No Man’s Sky’s new Frontiers update adds a fun new element to the game: the chance to discover struggling little towns and give them the civic guidance they desperately need. Released in early September with the 3.6 patch, Frontiers doesn’t radically transform the space exploration game, but it adds a nice layer of texture to your usual rounds of exploring planets, completing quests, and fighting Sentinels. There’s just one problem: I want to be friends with my townsfolk, and No Man’s Sky can’t quite let me do that.
When I show up in my new frontier town of Sporeholm, the Vy’keen aliens will wave at me and give me a couple of lines of dialogue where they thank me for my service or complain about Sentinel robots attacking them. I can see little status effects about their lives. Conscript Tourka will be “plotting” or “happy with the Overseer’s latest decisions,” while a planetary expert might be “upset about lodgings” or “thinking about revenge.” These are fun — or a little ominous — but there’s not much meat on the bone.
Yeah, me too, buddy.
Once I’ve found my feet, I get to start managing my settlement. I have to track my charges’ happiness and safety, and make economic decisions about the future of the town. Do I build a nice shopping district, or a weapons manufacturing factory? It’s fun to watch the town slowly expand, from a teeny-tiny wreck to a sprawling metropolis with a spaceport and a thriving economy. My settlements are a cool place to vibe and take pictures, so I’m glad to visit them. It’s nice to have a safe harbor after visiting worlds full of storms and volcanoes.
The issue is that everyone living there sucks.

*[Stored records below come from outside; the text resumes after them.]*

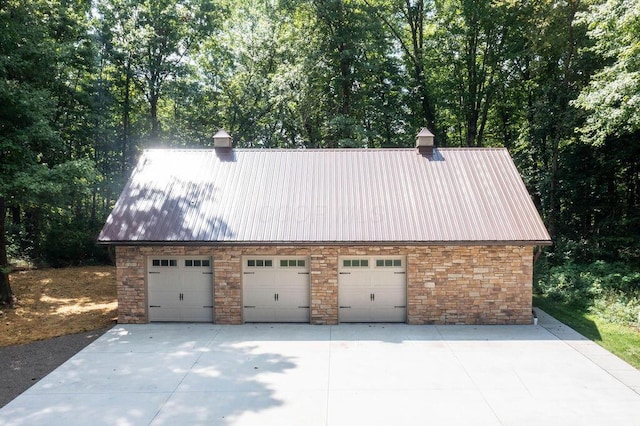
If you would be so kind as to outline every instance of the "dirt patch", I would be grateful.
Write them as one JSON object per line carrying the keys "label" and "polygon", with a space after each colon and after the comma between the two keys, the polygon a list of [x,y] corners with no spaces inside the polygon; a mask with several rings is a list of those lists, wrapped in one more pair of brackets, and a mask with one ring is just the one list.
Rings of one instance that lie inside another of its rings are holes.
{"label": "dirt patch", "polygon": [[87,266],[11,274],[16,303],[0,309],[0,346],[18,345],[115,324],[116,268]]}

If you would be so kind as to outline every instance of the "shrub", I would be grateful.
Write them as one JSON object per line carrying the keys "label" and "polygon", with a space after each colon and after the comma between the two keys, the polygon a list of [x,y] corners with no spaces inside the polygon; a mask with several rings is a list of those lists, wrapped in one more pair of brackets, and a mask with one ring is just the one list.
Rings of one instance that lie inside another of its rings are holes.
{"label": "shrub", "polygon": [[107,251],[96,244],[97,231],[88,224],[58,225],[46,234],[42,259],[53,267],[108,263]]}
{"label": "shrub", "polygon": [[543,296],[578,307],[587,307],[598,291],[590,274],[573,263],[549,268],[546,279],[539,279],[536,284]]}
{"label": "shrub", "polygon": [[565,305],[617,323],[638,321],[640,271],[623,263],[566,263],[536,269],[535,289]]}
{"label": "shrub", "polygon": [[635,295],[608,292],[603,297],[595,299],[589,311],[608,322],[637,324],[640,314],[640,292]]}

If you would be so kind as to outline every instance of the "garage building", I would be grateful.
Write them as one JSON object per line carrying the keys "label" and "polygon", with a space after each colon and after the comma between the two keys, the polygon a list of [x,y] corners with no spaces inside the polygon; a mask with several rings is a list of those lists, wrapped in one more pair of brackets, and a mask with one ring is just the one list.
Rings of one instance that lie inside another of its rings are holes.
{"label": "garage building", "polygon": [[526,324],[550,244],[506,149],[149,149],[100,233],[118,320]]}

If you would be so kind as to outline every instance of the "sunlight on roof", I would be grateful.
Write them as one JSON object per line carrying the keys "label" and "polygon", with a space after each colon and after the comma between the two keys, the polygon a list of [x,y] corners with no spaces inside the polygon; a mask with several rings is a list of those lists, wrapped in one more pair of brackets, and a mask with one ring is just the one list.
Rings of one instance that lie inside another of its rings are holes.
{"label": "sunlight on roof", "polygon": [[202,154],[188,154],[176,155],[171,150],[147,152],[147,163],[144,169],[145,181],[159,183],[175,179],[187,182],[202,180]]}

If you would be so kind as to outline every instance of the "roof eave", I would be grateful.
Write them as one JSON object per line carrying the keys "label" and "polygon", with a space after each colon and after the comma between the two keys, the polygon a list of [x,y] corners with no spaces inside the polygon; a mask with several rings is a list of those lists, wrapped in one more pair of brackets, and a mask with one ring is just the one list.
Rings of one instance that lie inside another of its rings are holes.
{"label": "roof eave", "polygon": [[98,241],[105,246],[550,246],[551,240],[492,241]]}

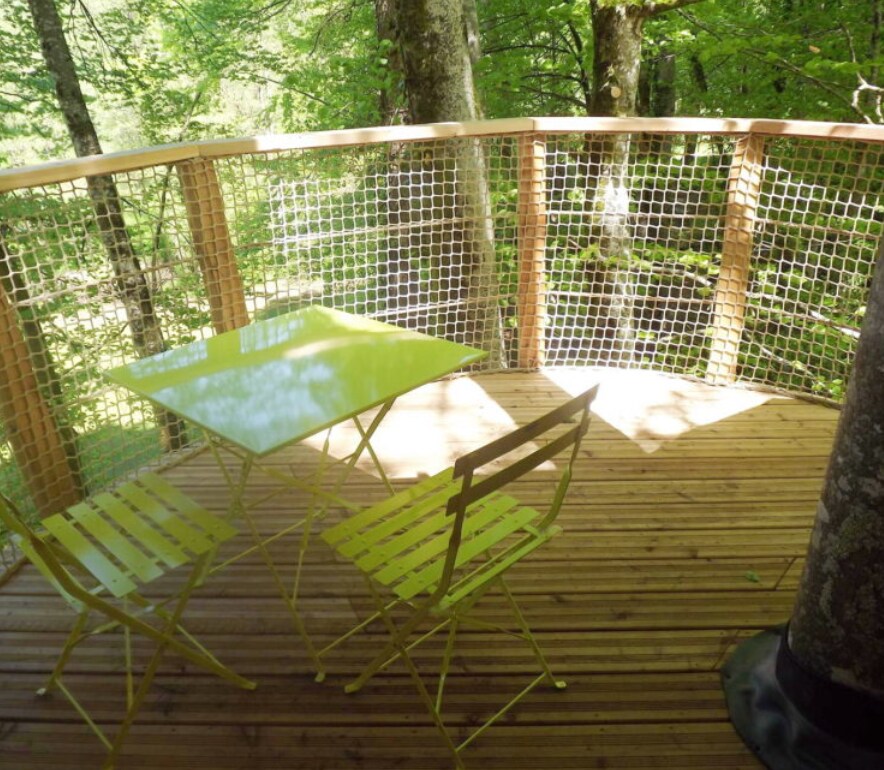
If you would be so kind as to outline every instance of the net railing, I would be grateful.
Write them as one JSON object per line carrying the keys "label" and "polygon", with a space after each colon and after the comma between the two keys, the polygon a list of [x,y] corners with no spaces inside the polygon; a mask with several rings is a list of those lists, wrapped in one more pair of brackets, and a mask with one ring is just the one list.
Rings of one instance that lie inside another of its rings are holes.
{"label": "net railing", "polygon": [[671,125],[0,175],[0,491],[48,513],[186,455],[199,433],[103,372],[316,303],[481,347],[490,370],[644,368],[837,403],[884,133]]}

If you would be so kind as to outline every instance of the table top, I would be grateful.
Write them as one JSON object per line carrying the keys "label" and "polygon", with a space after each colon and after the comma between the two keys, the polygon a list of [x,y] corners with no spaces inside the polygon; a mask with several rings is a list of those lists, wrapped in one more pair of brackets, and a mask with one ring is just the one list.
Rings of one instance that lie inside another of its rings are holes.
{"label": "table top", "polygon": [[260,456],[485,355],[314,305],[142,358],[106,376]]}

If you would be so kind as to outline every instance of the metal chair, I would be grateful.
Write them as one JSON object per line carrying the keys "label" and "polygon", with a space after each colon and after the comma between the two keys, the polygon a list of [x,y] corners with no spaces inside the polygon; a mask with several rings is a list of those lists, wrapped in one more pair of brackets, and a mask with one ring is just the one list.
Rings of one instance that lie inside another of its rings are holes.
{"label": "metal chair", "polygon": [[[106,770],[113,767],[167,650],[239,687],[254,689],[253,682],[220,663],[180,623],[191,593],[204,578],[208,560],[237,530],[164,479],[145,473],[112,494],[96,495],[64,513],[49,516],[41,522],[39,532],[0,495],[0,523],[77,613],[48,682],[37,692],[45,695],[57,688],[70,701],[108,749]],[[143,586],[187,564],[192,565],[190,575],[172,595],[162,601],[141,595]],[[165,609],[167,605],[169,609]],[[101,620],[89,627],[93,613]],[[118,629],[123,632],[127,708],[111,738],[65,686],[62,674],[78,644],[96,634]],[[137,688],[132,661],[133,632],[156,643]]]}
{"label": "metal chair", "polygon": [[[596,386],[586,391],[540,419],[460,457],[453,468],[424,479],[322,533],[326,543],[361,570],[377,607],[371,618],[339,641],[376,619],[383,621],[390,634],[390,641],[347,686],[347,692],[359,690],[375,673],[401,659],[458,768],[464,767],[461,752],[534,687],[543,681],[559,689],[565,686],[553,676],[507,588],[504,574],[561,531],[555,520],[571,481],[580,441],[589,427],[589,405],[597,389]],[[533,442],[542,443],[538,448]],[[516,450],[521,450],[521,456],[513,457],[519,455]],[[565,450],[570,452],[545,513],[524,506],[501,491]],[[477,478],[477,471],[492,463],[490,473]],[[518,633],[469,614],[494,587],[501,590],[509,604]],[[402,607],[410,614],[397,625],[393,612]],[[434,625],[425,631],[422,625],[428,619],[434,619]],[[541,673],[466,740],[455,743],[445,727],[442,700],[461,625],[503,631],[524,639]],[[409,651],[446,627],[448,639],[434,698]],[[415,635],[417,639],[409,641]]]}

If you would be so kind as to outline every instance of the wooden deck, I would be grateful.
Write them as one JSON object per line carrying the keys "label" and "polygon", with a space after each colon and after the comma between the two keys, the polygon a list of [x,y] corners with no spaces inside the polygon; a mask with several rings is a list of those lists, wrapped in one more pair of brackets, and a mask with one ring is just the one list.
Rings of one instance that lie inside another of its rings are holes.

I don’t expect this to turn into a game of Crusader Kings 3, but resolving conflicts and keeping my citizens happy is shallow and simple. I check my terminal and see a conflict: One scientist says that another guy ripped him off, and the game tells me the accused has a history of being rude. I gotta make a call here, and there’s not a lot of data to work with. I want to talk with this suspected thief and ask him some questions, or compensate the scientist out of my own pocket, but those options aren’t available. Instead, I’m herding cats here, and making a simple choice to blame someone so I can get them both out of my hair.
At one point, I sent a small group of Vy’Keen warriors off on a desperate expedition to strike back against the Sentinels attacking them. The expedition failed, and I lost two of my citizens. I felt nothing. How could I? The game never gave me a chance to connect to them.
There are also periods of downtime between events and construction jobs that can last a couple of hours, so you’re not rapid-fire knocking out construction tasks and solving disputes. Instead, it’s a drip feed. When you have a few different settlements and other priorities to take care of in No Man’s Sky, it works out. But when you’re just starting out and trying to see what the update offers, it feels slow without much payoff. Hopefully Hello Games continues to build on these systems, and I can have a town full of friends.